Terör, insanların neden dolayı, ne zaman başlarına nasıl bir belâ geleceğini öngöremez, işte bu dehşet içinde de, adeta mefluç, söyleyeceğini söyleyemez, istediğini isteyemez, yapacağını yapamaz hâle getirmeyi amaçlar. Örneğin, 12 Eylül dönemindeki 1402 uygulamaları: Adam işinden atılıyor; neden dolayı, öğrenme hakkı yok; dolayısıyla hakkını arama olanağı da. Ama, esas önemlisi, siz de bilemiyorsunuz, belânın neden gelip de onu bulduğunu, dolayısıyla kendinizin de böyle bir şeyden ne yaparak veya ne yapmayarak kaçınabileceğinizi: Ortada kör bir canavar dolaşıyor; her an herkese vurabilir, hiçbir meşrû gerekçeye ihtiyaç duymadan, öngörülebilir hiçbir sebep olmadan. Canavarın kendilerine de çarpmasına engel olabilmek için insanların tek çaresi ise, hiç kimse değillermiş, hiç yoklarmış gibi yapmaları. Zira, herkes hiç yokmuş gibi yapsın ki, herkesin herkes gibi olduğu, yani mutlak homojenliğe sahip, dolayısıyla millet devletin, devlet de milletin içinde devamlılık gösterirken, kendileri de herkes gibi olan devlet memurlarının devletin yanı sıra milleti de temsil ettiği, yani tüm iktidarı kendi ellerinde topladığı bir toplum modeli meşrûluk kazanabilsin. Sanki seçimler iktidarı değil de, 23 Nisan’da Meclis’e alınacak ilkokul çocuklarını tespit etmek için yapılıyormuş gibi, devlet politikası-hükümet politikası diye sahte bir ayırım üzerinden yürütülmek istenen de, aslında, çok partililik görünümü altında gizli bir Tek Parti rejiminden başka bir şey değil.

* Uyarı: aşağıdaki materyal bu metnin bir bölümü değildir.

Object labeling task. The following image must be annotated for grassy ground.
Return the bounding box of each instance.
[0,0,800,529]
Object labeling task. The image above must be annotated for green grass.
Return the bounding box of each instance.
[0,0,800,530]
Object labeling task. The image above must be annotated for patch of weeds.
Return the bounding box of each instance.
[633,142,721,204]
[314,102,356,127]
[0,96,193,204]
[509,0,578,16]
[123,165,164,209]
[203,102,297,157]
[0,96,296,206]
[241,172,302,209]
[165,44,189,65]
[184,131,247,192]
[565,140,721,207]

Bu Tek Parti’ci otokratlarla gerçekleştirilebilecek en son şey ise uzlaşmadır. Zira otokratı huylandıran, azdıran, zıvanadan çıkartan, karşısındakinin ne söylediği değil, bir şeyler söylüyor, yani ‘hiç yokmuş gibi’liğin sınırları dışına çıkmış olmasıdır. Türbanlı kızın bunları çıldırtması da, tam tamına bu yüzdendir: Başı örtülünün GATA fiyonklusu, gelenekle hemzemin, “işte yuvarlanıp gidiyoruz” derken, türbanlının verdiği mesaj, en azından bunların gözünde, “ben öyle yuvarlanıp giden biri değil, kendi başımın tek efendisi bir özneyim”dir. Baş örtme konusunda takınılacak tavır, ne ‘geleneksel olana gösterilmesi gereken saygı ve hoşgörü’, ne de ‘müslüman kadının inancına göre giyinme/yaşama hakkı’, fakat ‘devletin vatandaşlarının giyinme (yaşam) biçimlerini belirleme hakkı bulunmadığı’ temelinde geliştirilmelidir; yani, meseleyi gerek bürokratik otokratların, gerekse onların hedef aldığı münferid sosyal grup, cemaat veya insan kategorilerinin daha üstündeki bir seviyede ele alarak.

Yargıtay Başsavcısının ‘AKP’yi kapatın’ iddianamesinin ele alınacak yanı da, hukuken ne kadar sağlam olup olmadığı değil, bunu kaleme alan kişinin laiklik konusunda konuşma ve bu kavramdan kalkarak farklı olgular hakkında fikir yürütüp yargıda bulunma konusunda ne kadar ehil olup olmadığıdır. Mesela Hrant Dink’i ‘Türklüğe hakaret’ten mahkûm edenler de herhalde yeterli hukuk bilgi ve uygulama deneyimine sahip idiler ama, Türkçe okuduğunu anlama konusunda ehil değillerdi ve en uğursuzundan bir cinayete kaldıraçlık ettiler. Yok eğer, okuduklarını anlayabiliyor iseler, tabiî durum daha da vahim; Danıştay canisinin Veli Küçük’le bağlantıları bile soruşturulmadan ‘mürteci’ ilân edilmesi misali.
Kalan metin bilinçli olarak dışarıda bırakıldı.